Robust Variance Estimation in Meta-analysis with correlated effect sizes

Meta-analysis has grown greatly in popularity in the agricultural sciences over the past quarter-century for synthesizing the results from multiple independent studies. In a classical random-effects meta-analysis, there is one estimated effect size per study, such as a mean difference, log response ratio, log odds, slope, or correlation coefficient. Often, more than one effect size in a study may meet the criteria to be included in the dataset. For instance, in an analysis of the effects of a fungicide on plant disease control, three slightly different treatments (differences in application timing or dosage) may have been tested in some studies, all of which meet the selection criteria. Estimated effect sizes within studies are likely to be correlated, although the magnitude of the correlation may be unknown, different for each study, and almost certainly not recoverable directly from the published primary studies. One could average the effect sizes within studies or randomly select one of the treatments prior to a classical meta-analysis, although this results in a loss of information. Alternatively, one can conduct a meta-analysis that properly accounts for the multiple (correlated) estimated effect sizes in those studies.

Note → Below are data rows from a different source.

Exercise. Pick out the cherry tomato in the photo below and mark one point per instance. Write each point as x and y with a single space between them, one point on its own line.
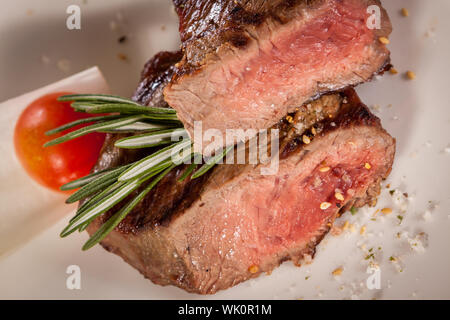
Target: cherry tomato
56 165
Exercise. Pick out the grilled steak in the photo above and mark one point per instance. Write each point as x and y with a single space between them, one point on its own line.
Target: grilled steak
247 63
233 224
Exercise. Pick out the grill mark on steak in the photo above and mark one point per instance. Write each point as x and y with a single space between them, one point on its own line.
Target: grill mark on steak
246 62
167 239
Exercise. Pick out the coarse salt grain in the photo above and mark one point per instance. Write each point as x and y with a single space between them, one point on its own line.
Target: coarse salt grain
325 205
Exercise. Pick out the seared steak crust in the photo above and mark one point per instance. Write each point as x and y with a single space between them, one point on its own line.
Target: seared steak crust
156 74
247 63
188 234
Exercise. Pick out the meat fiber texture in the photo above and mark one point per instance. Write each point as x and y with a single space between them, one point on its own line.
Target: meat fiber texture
233 223
246 64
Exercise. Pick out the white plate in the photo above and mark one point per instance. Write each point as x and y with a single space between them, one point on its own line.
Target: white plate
415 112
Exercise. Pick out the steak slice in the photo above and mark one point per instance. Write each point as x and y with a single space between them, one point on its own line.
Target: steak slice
247 63
233 223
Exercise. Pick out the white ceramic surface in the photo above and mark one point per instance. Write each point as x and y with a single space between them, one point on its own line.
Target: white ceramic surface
415 112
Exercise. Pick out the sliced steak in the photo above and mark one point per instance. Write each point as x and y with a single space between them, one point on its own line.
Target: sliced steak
247 63
234 223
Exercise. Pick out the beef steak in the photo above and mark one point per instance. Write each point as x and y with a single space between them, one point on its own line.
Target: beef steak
233 224
247 63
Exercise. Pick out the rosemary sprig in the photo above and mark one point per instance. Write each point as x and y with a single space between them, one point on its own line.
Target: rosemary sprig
107 188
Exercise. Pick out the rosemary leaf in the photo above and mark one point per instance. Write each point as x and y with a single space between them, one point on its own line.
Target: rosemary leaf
150 139
120 108
138 126
96 98
75 184
146 164
101 207
107 227
94 128
96 198
100 183
81 121
211 163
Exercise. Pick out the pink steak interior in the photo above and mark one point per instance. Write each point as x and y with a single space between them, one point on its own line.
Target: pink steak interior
298 57
282 213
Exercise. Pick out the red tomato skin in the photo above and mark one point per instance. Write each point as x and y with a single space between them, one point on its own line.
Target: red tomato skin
57 165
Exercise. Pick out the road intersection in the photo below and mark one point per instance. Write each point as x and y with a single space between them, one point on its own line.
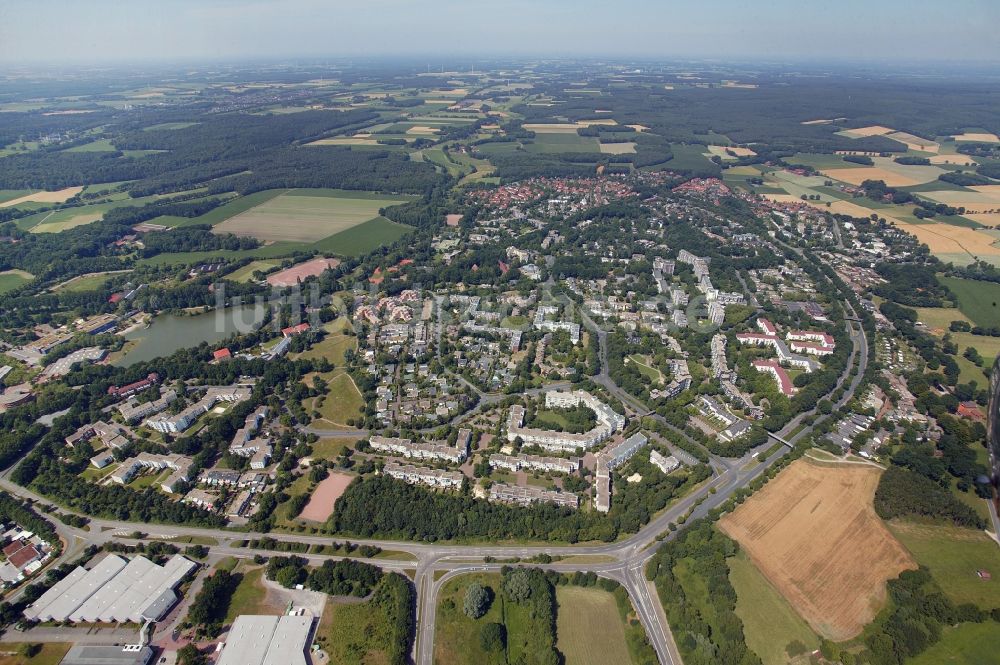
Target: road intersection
432 565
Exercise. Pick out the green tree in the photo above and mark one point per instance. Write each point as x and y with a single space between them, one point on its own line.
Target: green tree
477 600
493 637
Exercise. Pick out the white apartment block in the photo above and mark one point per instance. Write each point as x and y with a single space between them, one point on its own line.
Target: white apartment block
515 463
525 496
664 464
421 475
407 448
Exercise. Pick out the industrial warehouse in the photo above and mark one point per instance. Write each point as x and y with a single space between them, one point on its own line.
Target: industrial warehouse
116 590
267 640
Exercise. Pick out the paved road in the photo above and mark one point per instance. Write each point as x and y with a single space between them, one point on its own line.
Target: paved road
623 561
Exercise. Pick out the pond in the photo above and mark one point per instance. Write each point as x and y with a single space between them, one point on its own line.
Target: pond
170 332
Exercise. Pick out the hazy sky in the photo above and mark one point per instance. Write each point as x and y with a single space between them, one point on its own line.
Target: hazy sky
77 31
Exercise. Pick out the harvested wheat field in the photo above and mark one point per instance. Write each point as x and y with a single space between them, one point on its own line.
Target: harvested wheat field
812 531
730 152
979 137
861 132
60 196
856 176
949 239
618 148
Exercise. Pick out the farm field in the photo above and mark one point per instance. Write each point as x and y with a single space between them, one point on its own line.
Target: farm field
589 628
953 555
325 496
769 622
624 148
563 142
245 274
965 644
59 196
11 279
937 319
89 282
690 157
304 216
980 301
364 237
791 527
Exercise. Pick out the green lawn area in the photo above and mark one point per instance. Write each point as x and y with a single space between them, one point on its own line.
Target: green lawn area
245 274
641 364
91 282
51 654
966 644
515 322
589 627
953 555
363 238
456 636
937 319
988 347
329 448
358 633
769 622
342 401
332 347
980 301
150 480
11 279
250 596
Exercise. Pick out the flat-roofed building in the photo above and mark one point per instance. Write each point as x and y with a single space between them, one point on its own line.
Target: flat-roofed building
422 475
407 448
116 590
527 495
267 640
663 463
517 462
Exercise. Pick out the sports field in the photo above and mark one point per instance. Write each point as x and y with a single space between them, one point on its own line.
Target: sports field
813 533
589 628
302 216
769 622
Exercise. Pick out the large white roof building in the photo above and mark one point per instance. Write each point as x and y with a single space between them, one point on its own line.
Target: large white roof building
116 590
267 640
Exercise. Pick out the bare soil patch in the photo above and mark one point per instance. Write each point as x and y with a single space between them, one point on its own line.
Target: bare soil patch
812 531
323 498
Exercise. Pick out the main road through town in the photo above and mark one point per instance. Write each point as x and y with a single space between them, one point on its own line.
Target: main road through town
432 565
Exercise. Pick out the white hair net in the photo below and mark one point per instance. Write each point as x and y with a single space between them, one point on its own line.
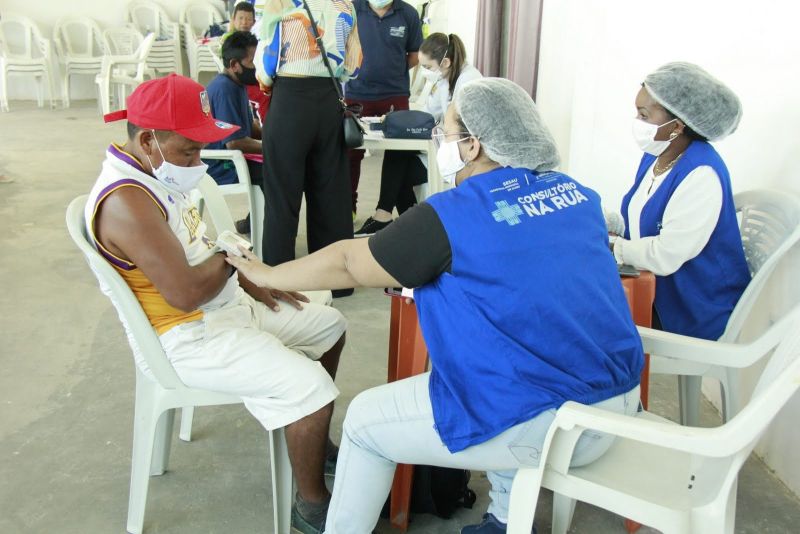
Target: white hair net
505 120
702 102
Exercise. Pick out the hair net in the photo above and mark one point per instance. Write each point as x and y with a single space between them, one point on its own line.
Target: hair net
505 120
705 104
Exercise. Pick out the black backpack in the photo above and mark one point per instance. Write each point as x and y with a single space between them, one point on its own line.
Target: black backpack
439 491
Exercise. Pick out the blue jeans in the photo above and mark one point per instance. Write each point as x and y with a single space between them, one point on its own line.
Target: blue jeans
393 424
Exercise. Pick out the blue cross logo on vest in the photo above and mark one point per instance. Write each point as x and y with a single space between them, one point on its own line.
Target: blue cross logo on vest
509 214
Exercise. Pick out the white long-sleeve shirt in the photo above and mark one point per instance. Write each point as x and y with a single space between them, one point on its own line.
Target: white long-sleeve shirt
690 218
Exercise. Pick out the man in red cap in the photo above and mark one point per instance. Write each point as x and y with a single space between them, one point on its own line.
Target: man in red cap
215 328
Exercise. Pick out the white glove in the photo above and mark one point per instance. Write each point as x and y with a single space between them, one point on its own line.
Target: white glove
614 222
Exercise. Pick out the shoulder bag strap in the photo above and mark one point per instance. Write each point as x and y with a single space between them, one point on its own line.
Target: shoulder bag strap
324 55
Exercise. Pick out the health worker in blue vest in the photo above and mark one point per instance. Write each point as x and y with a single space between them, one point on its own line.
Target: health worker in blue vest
679 217
519 302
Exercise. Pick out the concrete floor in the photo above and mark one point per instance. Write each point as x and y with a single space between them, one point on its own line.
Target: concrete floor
66 376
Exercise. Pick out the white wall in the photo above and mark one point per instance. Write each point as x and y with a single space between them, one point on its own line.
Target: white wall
594 55
456 16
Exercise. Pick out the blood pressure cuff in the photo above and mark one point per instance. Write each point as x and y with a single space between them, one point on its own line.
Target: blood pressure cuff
408 124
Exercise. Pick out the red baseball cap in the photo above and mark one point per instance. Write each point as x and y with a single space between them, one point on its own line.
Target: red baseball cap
176 104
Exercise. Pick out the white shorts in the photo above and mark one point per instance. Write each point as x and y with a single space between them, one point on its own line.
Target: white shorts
267 358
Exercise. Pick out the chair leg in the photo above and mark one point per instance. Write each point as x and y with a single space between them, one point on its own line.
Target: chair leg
146 418
730 394
3 91
163 442
256 218
689 391
563 509
281 481
187 414
39 91
65 88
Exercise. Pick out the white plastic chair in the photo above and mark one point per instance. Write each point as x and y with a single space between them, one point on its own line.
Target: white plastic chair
123 66
157 398
24 52
165 55
255 196
672 478
195 19
770 228
79 44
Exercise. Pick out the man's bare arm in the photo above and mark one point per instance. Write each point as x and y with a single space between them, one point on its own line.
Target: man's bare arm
131 226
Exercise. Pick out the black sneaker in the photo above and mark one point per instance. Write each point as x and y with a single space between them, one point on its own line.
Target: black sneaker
371 226
243 225
302 526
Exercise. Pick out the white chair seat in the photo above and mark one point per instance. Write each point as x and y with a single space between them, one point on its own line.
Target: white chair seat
672 478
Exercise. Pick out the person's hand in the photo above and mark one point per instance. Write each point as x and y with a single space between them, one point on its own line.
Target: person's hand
250 267
272 296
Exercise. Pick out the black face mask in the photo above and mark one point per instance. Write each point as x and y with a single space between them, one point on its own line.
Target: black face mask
247 76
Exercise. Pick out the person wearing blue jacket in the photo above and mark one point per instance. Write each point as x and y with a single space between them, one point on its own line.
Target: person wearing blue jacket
679 216
519 302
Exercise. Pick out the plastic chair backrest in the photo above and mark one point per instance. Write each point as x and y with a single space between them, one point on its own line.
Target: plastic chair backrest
78 37
140 332
21 38
770 228
150 17
199 16
144 49
778 382
123 41
216 205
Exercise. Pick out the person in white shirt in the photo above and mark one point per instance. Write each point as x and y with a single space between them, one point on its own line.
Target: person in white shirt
443 61
678 219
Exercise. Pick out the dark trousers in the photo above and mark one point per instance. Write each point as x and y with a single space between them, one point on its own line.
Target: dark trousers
401 171
304 152
372 108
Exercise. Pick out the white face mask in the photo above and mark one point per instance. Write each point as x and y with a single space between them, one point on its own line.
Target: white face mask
644 134
182 179
431 75
449 161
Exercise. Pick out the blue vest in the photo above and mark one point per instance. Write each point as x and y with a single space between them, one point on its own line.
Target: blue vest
532 313
697 299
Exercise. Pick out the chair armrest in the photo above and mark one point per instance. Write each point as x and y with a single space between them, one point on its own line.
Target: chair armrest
710 442
236 156
736 355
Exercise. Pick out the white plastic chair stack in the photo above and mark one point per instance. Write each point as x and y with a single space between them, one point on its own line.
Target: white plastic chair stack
255 196
160 392
79 43
678 480
24 52
124 66
165 54
770 229
195 19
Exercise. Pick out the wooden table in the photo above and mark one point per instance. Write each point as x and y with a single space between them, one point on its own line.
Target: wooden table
408 356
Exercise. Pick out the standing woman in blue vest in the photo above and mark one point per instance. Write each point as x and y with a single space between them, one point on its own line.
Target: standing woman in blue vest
680 220
519 302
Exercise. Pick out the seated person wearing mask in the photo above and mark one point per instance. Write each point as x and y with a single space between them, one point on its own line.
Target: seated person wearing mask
443 61
679 217
519 302
227 95
243 20
218 334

A review of the literature across 10 disciplines reveals that there is more than one effect size in some of the studies in over 50% of published meta-analyses, but that the authors accounted for the multiple effect sizes in their analysis in less than half the cases (Wu et al. 2025 [Res. Synth. Meth.]). This may be due, in part, because specialized software, including commercial programs developed for meta-analysis, assume that each effect size comes from a separate study (at least as the default), and are thus independent. Assuming that estimated effect sizes are independent will result in artificially low estimated variances for estimated parameters (e.g., mean, coefficients of moderator variables, etc.). Starting with the work of Hedges et al. (2010 [Res. Synth. Meth.]), a recommended approach is to assume a common correlation of estimated effect sizes () to construct a within-study working variance-covariance matrix for each study (Ri), hold these matrices fixed in the analysis, and then use empirical (sandwich) estimation for the variances of estimated parameters. The classical sandwich estimate is known to be downward biased, so many bias-corrected estimators have been proposed (Gosho et al. [Int. Stat. Rev.]). Tipton (2014 [Psy. Meth.]) and Pustejovsky and Tipton (2018 [J. Bus. Econ. Stat.]) developed a new sandwich estimator and implemented it in the clubSandwich R package. However, it is not clear how the Tipton estimator compares with some of the other robust and non-robust estimators, especially those available in the GLIMMIX procedure of SAS. Using GLIMMIX with fixed Ri (based on a constant ) requires an easy “trick” to fix the residual matrix within each study (a method we have not seen previously reported).

I will compare results—such as Type I error rates and coverage percentages—for several robust and non-robust estimators when fitting different meta-analytical models to simulated datasets that are applicable in the plant sciences. The Tipton method has its greatest advantage when the number of studies is very small.